Normally it takes a long time to determine the diff itself before it can be transferred. Known solutions at the time of this writing are csync2, and rsync 3 batch mode.
For many years the best solution was csync2 which solves the problem by maintaining a sqlite database on both ends and talking a highly sophisticated protocol to quickly determine which files to send and which to delete at any given point in time. Csync2 is often inconvenient because it is push technology and the act of syncing demands quite an intimate relationship between the sender and the receiver. This is hard to achieve in an environment of loosely coupled sites where the number of sites is large or connections are unreliable or network topology is changing.
Rsync 3 batch mode works around these problems by providing rsync-able batch files which allow receiving nodes to replay the history of the other nodes. This reduces the need to have an incestuous relation but it has the disadvantage that these batch files replicate the contents of the involved files. This seems inappropriate when the nodes already have a means of communicating over rsync.

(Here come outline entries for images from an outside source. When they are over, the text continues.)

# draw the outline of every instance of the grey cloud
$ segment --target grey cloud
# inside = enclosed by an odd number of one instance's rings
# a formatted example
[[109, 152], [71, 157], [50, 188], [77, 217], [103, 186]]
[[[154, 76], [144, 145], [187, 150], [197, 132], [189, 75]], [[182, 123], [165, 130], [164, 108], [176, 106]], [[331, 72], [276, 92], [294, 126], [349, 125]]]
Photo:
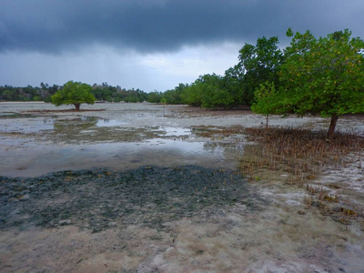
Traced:
[[56, 54], [96, 44], [138, 52], [349, 28], [363, 35], [362, 0], [0, 0], [0, 52]]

rersyncrecent solves this problem with a couple of (usually 2-10) index files which cover different overlapping time intervals. The master writes these files and the clients/slaves can construct the full tree from the information contained in them. The most recent index file usually covers the last seconds or minutes or hours of the tree and depending on the needs, slaves can rsync every few seconds or minutes and then bring their trees in full sync.
The rersyncrecent mode was developed for CPAN but I hope it is a convenient and economic general purpose solution. I'm looking forward to see a CPAN backbone that is only a few seconds behind PAUSE. And then ... the first FUSE based CPAN filesystem anyone?
FUTURE DIRECTIONS
Currently the origin server must keep track of injected and removed files. Should be supported by an inotify-based assistant.
SEE ALSO
File::Rsync::Mirror::Recentfile, File::Rsync::Mirror::Recentfile::Done, File::Rsync::Mirror::Recentfile::FakeBigFloat
BUGS
Please report any bugs or feature requests through the web interface at http://rt.cpan.org/NoAuth/ReportBug.html?Queue=File-Rsync-Mirror-Recent. I will be notified, and then you'll automatically be notified of progress on your bug as I make changes.
SUPPORT
You can find documentation for this module with the perldoc command.
perldoc File::Rsync::Mirror::Recent
You can also look for information at:
RT: CPAN's request tracker
http://rt.cpan.org/NoAuth/Bugs.html?Dist=File-Rsync-Mirror-Recent
AnnoCPAN: Annotated CPAN documentation
CPAN Ratings
Search CPAN
ACKNOWLEDGEMENTS
Thanks to RJBS for module-starter.
AUTHOR
Andreas König
COPYRIGHT & LICENSE
Copyright 2008, 2009 Andreas König.
This program is free software; you can redistribute it and/or modify it under the same terms as Perl itself.